NOTE: The simulation will take a long time to finish. Depending on your operating system, you may need to prevent your system from going to sleep. This is necessary with MacOS. With MacOS: Open a terminal, and type caffeinate and hit return. Your system will be prevented from sleeping until you hit Control-C.

Once all the simulation jobs are done, exit the Singularity shell environment by calling the exit command.

5. Reproduce Figure Results

The figure generation code is written in MATLAB and MATLAB R2017a or a more recent version is required.
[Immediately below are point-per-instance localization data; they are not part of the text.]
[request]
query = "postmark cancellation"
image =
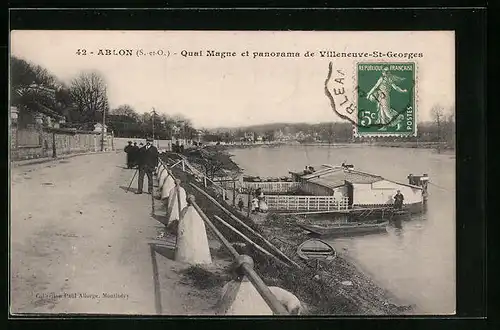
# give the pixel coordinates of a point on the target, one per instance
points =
(378, 98)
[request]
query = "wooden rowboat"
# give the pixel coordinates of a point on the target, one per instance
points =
(316, 249)
(346, 229)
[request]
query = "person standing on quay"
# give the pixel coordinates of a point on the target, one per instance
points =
(148, 160)
(398, 200)
(133, 154)
(128, 151)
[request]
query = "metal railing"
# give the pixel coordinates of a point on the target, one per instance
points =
(244, 263)
(306, 203)
(271, 187)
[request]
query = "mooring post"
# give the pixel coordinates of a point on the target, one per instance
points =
(234, 193)
(249, 202)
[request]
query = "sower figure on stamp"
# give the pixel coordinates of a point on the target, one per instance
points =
(398, 200)
(128, 151)
(148, 160)
(380, 94)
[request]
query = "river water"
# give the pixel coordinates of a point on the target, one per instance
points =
(415, 263)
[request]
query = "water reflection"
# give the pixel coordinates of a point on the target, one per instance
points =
(416, 259)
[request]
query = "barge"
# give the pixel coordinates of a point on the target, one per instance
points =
(341, 190)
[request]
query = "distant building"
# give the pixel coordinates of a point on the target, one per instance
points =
(98, 128)
(250, 136)
(362, 189)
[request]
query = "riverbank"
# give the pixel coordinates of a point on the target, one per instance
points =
(338, 288)
(439, 146)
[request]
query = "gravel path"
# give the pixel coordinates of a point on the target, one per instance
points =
(76, 235)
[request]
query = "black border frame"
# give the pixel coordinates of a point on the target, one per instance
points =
(470, 31)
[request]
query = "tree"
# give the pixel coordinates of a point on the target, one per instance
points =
(89, 92)
(437, 113)
(214, 161)
(33, 87)
(127, 111)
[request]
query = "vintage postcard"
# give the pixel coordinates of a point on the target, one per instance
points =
(232, 173)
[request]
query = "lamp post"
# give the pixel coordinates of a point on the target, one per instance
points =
(153, 120)
(103, 126)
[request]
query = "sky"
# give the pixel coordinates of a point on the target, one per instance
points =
(237, 90)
To start, open the makeFigurePanels.m code in MATLAB under the Production-Figure-Code folder. To reproduce figure 2, for example, use the following procedure:

  • Launch Ergodic-Information-Harvesting/Production-Figure-Code/makeFigurePanels.m using MATLAB. Note that the code has been tested with MATLAB R2017a and R2018a.
  • Specify input parameters
    • Set targetFig = 'fig2' to select figure 2 as the target
    • Set USE_PUBLISHED_DATASET = 1 to use the published dataset included in the repository. Alternatively, if the local simulation jobs are completed, use of USE_PUBLISHED_DATASET = 0 will force the code to use reproduced data located at Ergodic-Information-Harvesting/SimulationCode/SimData/
  • Run the MATLAB code

You should see a new MATLAB figure containing Figure 2 panels. PDF(s) will be saved under Ergodic-Information-Harvesting/Production-Figure-Code/FigureOutput/fig2/.
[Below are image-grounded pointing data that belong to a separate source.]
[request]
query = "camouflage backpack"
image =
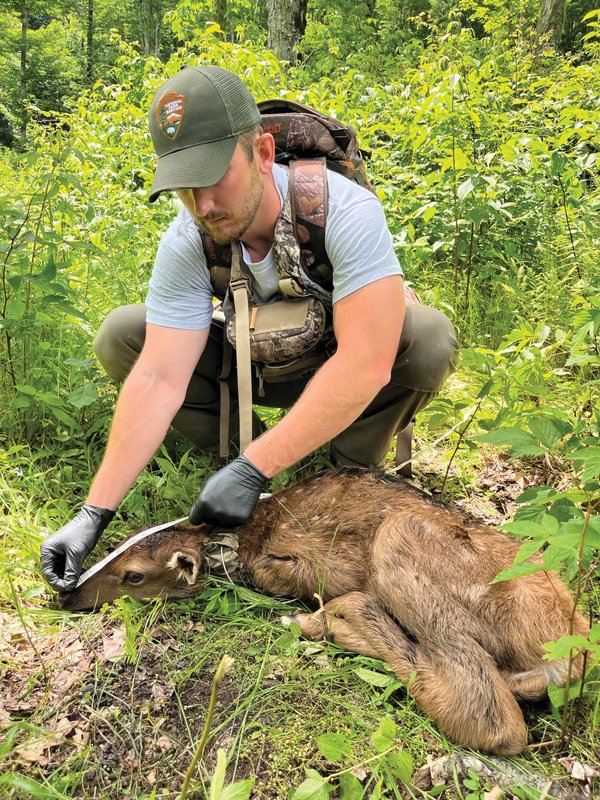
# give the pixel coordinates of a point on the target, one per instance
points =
(308, 142)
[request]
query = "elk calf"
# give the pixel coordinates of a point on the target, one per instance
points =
(404, 579)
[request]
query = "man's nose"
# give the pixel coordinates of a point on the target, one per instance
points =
(203, 202)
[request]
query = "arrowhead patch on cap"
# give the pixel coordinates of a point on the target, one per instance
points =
(169, 113)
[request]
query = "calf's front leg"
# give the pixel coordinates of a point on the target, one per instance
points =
(455, 682)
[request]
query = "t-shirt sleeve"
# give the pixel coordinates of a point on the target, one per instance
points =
(357, 238)
(180, 293)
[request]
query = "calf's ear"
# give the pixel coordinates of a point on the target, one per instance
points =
(188, 565)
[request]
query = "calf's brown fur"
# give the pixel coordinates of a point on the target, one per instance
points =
(404, 579)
To reproduce all the figures, follow the same steps, but set targetFig = 'all'

Benchmark Running Time

  • Benchmark on AWS: ~4.03 hours on AWS EC2 c5a.24xlarge instance (Ubuntu 18.04 LTS 64-bit, AMD EPYC 7R32 with boost frequency up-to 3.3GHz, 48 Core/96 Threads available under HVM), ~22.17 hours on AWS EC2 c5a.4xlarge instance (Ubuntu 18.04 LTS 64-bit, AMD EPYC 7R32 with boost frequency up-to 3.3GHz, 8 Core/16 Threads available under HVM). Benchmark on macOS: ~100 hours on a 2015 iMac (macOS 10.15.6, 64-bit 3.3 GHz Quad-Core Intel Core i5, 4 Core/8 Threads).

Additional Note for Linux and MacOS Users

Prevent System from Sleeping During Simulation

To prevent MacOS from sleeping in these instances, use caffeinate at a Terminal window running simulation jobs.